Re: Variables not entering sub routine
by derby (Abbot) on Dec 16, 2002 at 13:23 UTC
    to add to Zaxo's comments:

    you call extractseq for every line in your input file (that's probably why you're getting the uninit warnings). Shouldn't that call be tucked inside the second conditional or at least inside another conditional that ensures all the parameters have been set?

    -derby

Re: Variables not entering sub routine
by chromatic (Archbishop) on Dec 16, 2002 at 18:41 UTC

    What makes you think the variables aren't being passed in to your function?

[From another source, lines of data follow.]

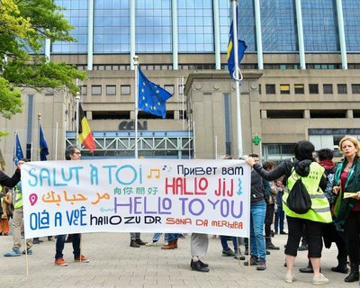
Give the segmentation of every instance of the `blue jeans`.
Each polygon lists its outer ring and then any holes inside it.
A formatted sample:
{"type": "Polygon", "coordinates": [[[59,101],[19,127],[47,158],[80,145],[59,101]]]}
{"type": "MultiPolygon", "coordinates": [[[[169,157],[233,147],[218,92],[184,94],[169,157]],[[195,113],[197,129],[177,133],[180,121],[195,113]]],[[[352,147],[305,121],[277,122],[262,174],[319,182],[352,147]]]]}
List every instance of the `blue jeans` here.
{"type": "MultiPolygon", "coordinates": [[[[222,250],[229,250],[228,245],[228,236],[220,236],[220,239],[221,241],[222,250]]],[[[238,238],[236,237],[231,237],[232,244],[234,244],[234,252],[238,251],[238,238]]]]}
{"type": "Polygon", "coordinates": [[[266,212],[265,201],[250,206],[250,255],[259,261],[266,261],[266,249],[264,237],[264,221],[266,212]]]}
{"type": "MultiPolygon", "coordinates": [[[[77,258],[80,256],[80,238],[81,234],[72,234],[73,236],[73,249],[74,257],[77,258]]],[[[62,251],[64,250],[66,235],[58,235],[56,243],[56,254],[55,259],[61,259],[64,257],[62,251]]]]}

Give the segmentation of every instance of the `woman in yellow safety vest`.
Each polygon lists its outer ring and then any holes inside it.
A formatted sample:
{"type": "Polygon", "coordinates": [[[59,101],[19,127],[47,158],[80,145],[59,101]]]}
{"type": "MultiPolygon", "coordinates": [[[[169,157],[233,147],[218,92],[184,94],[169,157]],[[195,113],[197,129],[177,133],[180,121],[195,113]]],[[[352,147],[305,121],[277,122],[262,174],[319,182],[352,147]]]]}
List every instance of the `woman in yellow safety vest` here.
{"type": "Polygon", "coordinates": [[[294,280],[292,267],[302,231],[308,238],[308,256],[314,271],[312,283],[314,284],[328,283],[328,279],[320,272],[322,250],[321,229],[323,223],[329,223],[332,220],[328,202],[323,193],[327,185],[324,168],[316,162],[313,157],[314,151],[315,147],[311,142],[299,141],[295,145],[295,158],[283,161],[270,172],[265,170],[260,164],[255,163],[252,158],[247,159],[247,162],[266,180],[272,181],[284,176],[284,182],[287,189],[283,196],[283,209],[286,214],[289,229],[285,248],[286,283],[294,280]],[[298,214],[286,205],[289,191],[299,177],[302,178],[311,200],[311,208],[304,214],[298,214]]]}

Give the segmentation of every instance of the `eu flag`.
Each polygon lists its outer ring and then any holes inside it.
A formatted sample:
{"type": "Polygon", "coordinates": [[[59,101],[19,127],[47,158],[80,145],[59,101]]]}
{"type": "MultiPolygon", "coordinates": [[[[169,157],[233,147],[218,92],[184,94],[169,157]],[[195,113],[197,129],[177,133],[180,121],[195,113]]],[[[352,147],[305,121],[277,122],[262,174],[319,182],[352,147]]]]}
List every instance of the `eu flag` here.
{"type": "Polygon", "coordinates": [[[42,133],[41,125],[40,125],[40,160],[46,161],[48,158],[46,158],[49,155],[48,143],[45,140],[44,134],[42,133]]]}
{"type": "Polygon", "coordinates": [[[139,66],[139,109],[166,117],[166,102],[172,94],[148,80],[139,66]]]}
{"type": "Polygon", "coordinates": [[[16,134],[15,140],[15,154],[14,155],[14,162],[15,165],[19,162],[19,160],[23,158],[22,145],[20,145],[19,135],[16,134]]]}
{"type": "MultiPolygon", "coordinates": [[[[238,23],[238,7],[237,7],[237,23],[238,23]]],[[[238,27],[238,25],[237,25],[238,27]]],[[[242,40],[238,40],[238,66],[240,66],[241,60],[244,58],[245,50],[248,46],[242,40]]],[[[230,73],[231,78],[237,80],[235,77],[235,56],[234,56],[234,30],[233,30],[233,22],[230,25],[230,32],[229,33],[229,44],[228,44],[228,68],[230,73]]],[[[239,82],[239,85],[241,83],[239,82]]]]}

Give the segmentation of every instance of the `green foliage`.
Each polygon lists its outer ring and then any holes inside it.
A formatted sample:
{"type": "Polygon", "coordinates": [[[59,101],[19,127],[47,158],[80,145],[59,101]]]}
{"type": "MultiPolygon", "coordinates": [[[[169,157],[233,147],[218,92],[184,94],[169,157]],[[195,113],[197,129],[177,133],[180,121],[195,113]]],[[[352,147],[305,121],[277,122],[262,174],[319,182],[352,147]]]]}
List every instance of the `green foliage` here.
{"type": "Polygon", "coordinates": [[[22,112],[22,97],[19,89],[14,89],[9,82],[0,77],[0,115],[9,119],[11,115],[22,112]]]}
{"type": "Polygon", "coordinates": [[[0,116],[22,112],[21,93],[14,86],[68,88],[75,94],[75,79],[86,78],[85,71],[48,61],[41,51],[47,39],[76,40],[62,10],[52,0],[0,0],[0,116]]]}

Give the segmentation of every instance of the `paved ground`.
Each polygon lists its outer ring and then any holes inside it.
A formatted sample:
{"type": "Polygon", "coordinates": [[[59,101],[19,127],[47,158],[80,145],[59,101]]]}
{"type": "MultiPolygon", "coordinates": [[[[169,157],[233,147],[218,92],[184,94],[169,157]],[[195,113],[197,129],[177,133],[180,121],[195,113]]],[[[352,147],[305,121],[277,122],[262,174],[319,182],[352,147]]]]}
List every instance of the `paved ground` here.
{"type": "MultiPolygon", "coordinates": [[[[150,234],[143,234],[150,240],[150,234]]],[[[55,266],[55,242],[35,245],[29,256],[29,276],[26,276],[25,256],[4,257],[12,247],[11,236],[0,237],[0,287],[311,287],[311,274],[297,272],[307,264],[306,252],[299,252],[295,262],[297,281],[285,284],[284,276],[285,235],[276,235],[274,243],[280,251],[267,256],[267,269],[256,271],[244,266],[232,257],[221,256],[219,238],[210,239],[206,262],[210,273],[191,271],[190,237],[179,240],[176,250],[161,250],[159,247],[129,247],[128,233],[94,233],[83,235],[83,251],[91,260],[88,264],[72,262],[71,244],[66,244],[66,267],[55,266]]],[[[230,242],[229,242],[230,244],[230,242]]],[[[336,248],[323,251],[322,272],[330,279],[326,287],[359,287],[346,284],[345,274],[332,273],[336,265],[336,248]]]]}

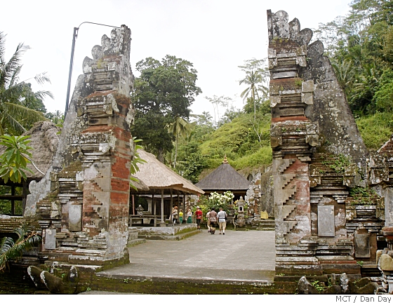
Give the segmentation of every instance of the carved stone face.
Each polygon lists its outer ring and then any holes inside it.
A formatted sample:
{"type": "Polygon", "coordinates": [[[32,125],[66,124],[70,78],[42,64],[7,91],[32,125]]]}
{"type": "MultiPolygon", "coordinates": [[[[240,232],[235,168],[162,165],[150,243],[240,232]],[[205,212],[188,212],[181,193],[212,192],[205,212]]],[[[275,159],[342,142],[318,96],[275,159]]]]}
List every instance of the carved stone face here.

    You have several problems. One of the most serious is that you're parsing (what looks like) XML with regular expressions and you aren't checking to see if the regexes match. Another problem is that you're using global variables. Why are you bothering to return variables from your functions if you're not going to use them? (By the way, your returns are still broken. Why should I give you further advice if you ignored my previous advice? I don't know.)

    The problem you're seeing right here is that you're trying to call check_gene_seq() with variables that may or may not be defined, and that may or may not come from the line you're currently processing. Another comment recommend using lexicals and a hash, and I agree. You'll probably get a much better payoff if you use a real XML parsing module though.

Re: Variables not entering sub routine
by Jasper (Chaplain) on Dec 16, 2002 at 15:38 UTC
    $gene_seq_id = $1;
    $gene_seq_status = $2;
    $gene_seq_CDS_number = $3;
    ...
    $gene_seq_endopen = $9;
    $gene_seq_complement = $10;


    Is there a specific reason you're not using a hash here? Then you can access the data more easily, and pass it around more easily.
    my %gene_seq = ( id => $1, status => $2, CDS_number => $3, ... # the yaddah yaddah yaddah operator ); return \%gene_seq; # return a reference to the hash, to be dereffed at + the other end
    Apologies for not helping with your specific problem more, but once the code is down to a reasonable size, I'm sure it'll be much easier to debug. :)

    Jasper

    ps do '='s need to be escaped in a regex? (rhetorical question) Also, using different regex delimiters (# instead of /) might make it more readable again when you are escaping a load of characters. Well, unless you're using a lot of comments in a //x regex! Then you could use a pipe, or whatever.